I have a generic Dictionary that I am using as a cache in a threaded .NET project (C#). I will be doing a lot of reads on the dictionary (potentially hundreds or more per second at peak times).
I have a simple Get(int id) method that should return a CustomObject if it's in the cache, or null otherwise.
My question: Is it faster/more efficient to lock the dictionary, or just use a try/catch block?
Assuming the dictionary is stored in a variable named "dic".
Lock Sample:
public CustomObject Get(int id)
{
lock(dic)
{
if (dic.ContainsKey(id)开发者_高级运维)
return dic[id];
}
return null;
}
Try/Catch Sample:
public CustomObject Get(int id)
{
try
{
return dic[id];
}
catch
{
return null;
}
}
I think you should test it in your own environment. Basically:
- Lock is cheap
- Try without getting an exception is cheap, maybe even cheaper then lock
- Try and getting exception is very expensive
So now the question is, how often you expect to have cache-miss, and therefore get an exception thrown. I would go for lock() as it's execution time is not dependent on whether you will or not get cache-hit, which means it's more predictable and measurable, while still - very cheap. I don't think that hundreds hits per second would be any problem.
Simple tests I've made indicate, that getting cache-miss with try/catch is very, very expensive.
Edit:
Simple test shows that:
- try-no throw costs about 2ms for 100k retrieves
- lock costs about 6ms
- try-throw costs about 4seconds
Which means, got for lock(), because it's more efficient then try/catch if you're getting more then 1 cache miss per few thousands tries, and it's much more stable, being not depended on luck.
You can go ahead and write off the try-catch option. I do not know if it is slower or not, but I do know that it will not always yield correct, consistent, and predictable results if there is another thread updating the Dictionary
. The problem is that at some point the writer will have the Dictionary
in a half-baked state and there is no telling what the readers will see. This just will not work.
Option 1: If .NET 4.0 is available to you then I would use ConcurrentDictionary
.
Option 2: If you are using .NET 3.5 then you can download the Reactive Extensions backport. ConcurrentDictionary
is included in System.Threading.dll.
Option 3: Another idea is to keep two separate copies of the Dictionary
. One would only be used for reading while the other would serve as the official copy that accepts updates. Anytime you update the "official" Dictionary
you would clone it and overwrite the reference of the copy.
public class Example
{
// This is the official version which can accept updates.
private readonly Dictionary<int, CustomObject> official = new Dictionary<int, CustomObject>();
// This is a readonly copy. This must be marked as volatile for this to work correctly.
private volatile Dictionary<int, CustomObject> copy = new Dictionary<int, CustomObject>();
public class Example()
{
}
public void Set(int id, CustomObject value)
{
lock (official)
{
// Update the official dictionary.
official[id] = value;
// Now create a clone of the official dictionary.
var clone = new Dictionary<int, CustomObject>();
foreach (var kvp in official)
{
clone.Add(kvp.Key, kvp.Value);
}
// Swap out the reference.
copy = clone;
}
}
public CustomObject Get(int id)
{
// No lock is required here.
CustomObject value = null;
if (copy.TryGetValue(id, out value))
{
return value;
}
return null;
}
}
This option does not work well if there are a lot of items in the Dictionary
or if updates to the official copy happen frequently.

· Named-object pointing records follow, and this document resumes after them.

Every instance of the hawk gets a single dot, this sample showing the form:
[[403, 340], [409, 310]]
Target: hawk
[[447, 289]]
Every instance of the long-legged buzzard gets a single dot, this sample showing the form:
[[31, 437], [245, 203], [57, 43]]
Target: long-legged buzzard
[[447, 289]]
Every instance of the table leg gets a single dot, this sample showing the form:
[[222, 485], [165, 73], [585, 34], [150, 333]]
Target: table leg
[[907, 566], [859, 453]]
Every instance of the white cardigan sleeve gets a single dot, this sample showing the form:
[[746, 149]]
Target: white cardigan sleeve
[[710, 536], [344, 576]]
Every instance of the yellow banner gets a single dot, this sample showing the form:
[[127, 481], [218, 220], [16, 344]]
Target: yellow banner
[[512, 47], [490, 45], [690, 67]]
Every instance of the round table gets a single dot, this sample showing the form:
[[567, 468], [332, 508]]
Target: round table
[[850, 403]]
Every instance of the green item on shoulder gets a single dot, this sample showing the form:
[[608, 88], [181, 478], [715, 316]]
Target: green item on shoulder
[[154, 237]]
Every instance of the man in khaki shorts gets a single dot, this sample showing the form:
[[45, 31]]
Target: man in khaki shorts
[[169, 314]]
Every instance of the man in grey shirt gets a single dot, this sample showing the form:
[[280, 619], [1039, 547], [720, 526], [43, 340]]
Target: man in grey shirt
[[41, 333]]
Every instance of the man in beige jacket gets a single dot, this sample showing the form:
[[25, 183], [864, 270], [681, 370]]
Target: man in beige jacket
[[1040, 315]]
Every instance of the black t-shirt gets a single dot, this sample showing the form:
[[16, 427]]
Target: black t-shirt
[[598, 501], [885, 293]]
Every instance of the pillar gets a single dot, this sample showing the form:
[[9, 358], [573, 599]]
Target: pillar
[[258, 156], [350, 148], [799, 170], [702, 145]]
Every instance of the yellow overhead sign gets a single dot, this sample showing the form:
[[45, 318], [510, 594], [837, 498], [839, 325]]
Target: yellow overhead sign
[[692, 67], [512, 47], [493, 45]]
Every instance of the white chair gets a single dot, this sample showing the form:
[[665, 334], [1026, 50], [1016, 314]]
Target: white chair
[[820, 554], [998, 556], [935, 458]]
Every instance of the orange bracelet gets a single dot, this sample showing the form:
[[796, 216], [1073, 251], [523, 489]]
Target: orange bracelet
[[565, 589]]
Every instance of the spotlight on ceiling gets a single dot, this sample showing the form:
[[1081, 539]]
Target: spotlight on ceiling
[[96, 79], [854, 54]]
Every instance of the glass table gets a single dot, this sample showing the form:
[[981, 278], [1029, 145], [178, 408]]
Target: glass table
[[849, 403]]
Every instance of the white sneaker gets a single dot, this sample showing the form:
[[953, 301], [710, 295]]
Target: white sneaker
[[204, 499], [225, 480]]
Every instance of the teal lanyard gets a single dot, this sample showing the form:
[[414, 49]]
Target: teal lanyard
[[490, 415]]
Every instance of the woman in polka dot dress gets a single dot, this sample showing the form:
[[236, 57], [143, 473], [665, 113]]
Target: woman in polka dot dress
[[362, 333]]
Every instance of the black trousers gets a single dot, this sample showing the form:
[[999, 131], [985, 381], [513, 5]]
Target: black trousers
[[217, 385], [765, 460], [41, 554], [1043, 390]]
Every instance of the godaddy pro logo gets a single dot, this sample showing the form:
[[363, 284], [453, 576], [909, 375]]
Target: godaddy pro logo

But, it is a trick I do use from time to time.
Option 4: An equally reasonable approach would be to stick with the plain old lock
.
I would go with lock
/interlocked
in your scenario. You could get currupted/invalid data if you don't lock, and try to write something to the dictionary, somewhere else.
If you are too mutch concerned about performance, you can use Interlocked class... there are lots of techniques on how to use it, to achieve locking with more performance than lock
.
An implementation would be possible by using Interlocked.CompareExchange and using a control variable.
Interlocked sample:
I found this sample in Microsoft site (just copied so that you can see it here):
Source: http://msdn.microsoft.com/en-us/library/system.threading.interlocked(v=VS.100).aspx#Y1291
if(0 == Interlocked.Exchange(ref usingResource, 1))
{
Console.WriteLine("{0} acquired the lock", Thread.CurrentThread.Name);
//Code to access a resource that is not thread safe would go here.
//Simulate some work
Thread.Sleep(500);
Console.WriteLine("{0} exiting lock", Thread.CurrentThread.Name);
//Release the lock
Interlocked.Exchange(ref usingResource, 0);
return true;
}
else
{
Console.WriteLine(" {0} was denied the lock", Thread.CurrentThread.Name);
return false;
}
Note that, in this sample, almost everything inside the if block is locked!
The variable usingResource
is a field of the class, being passed by reference to the method... it is the control variable I mentioned earlier.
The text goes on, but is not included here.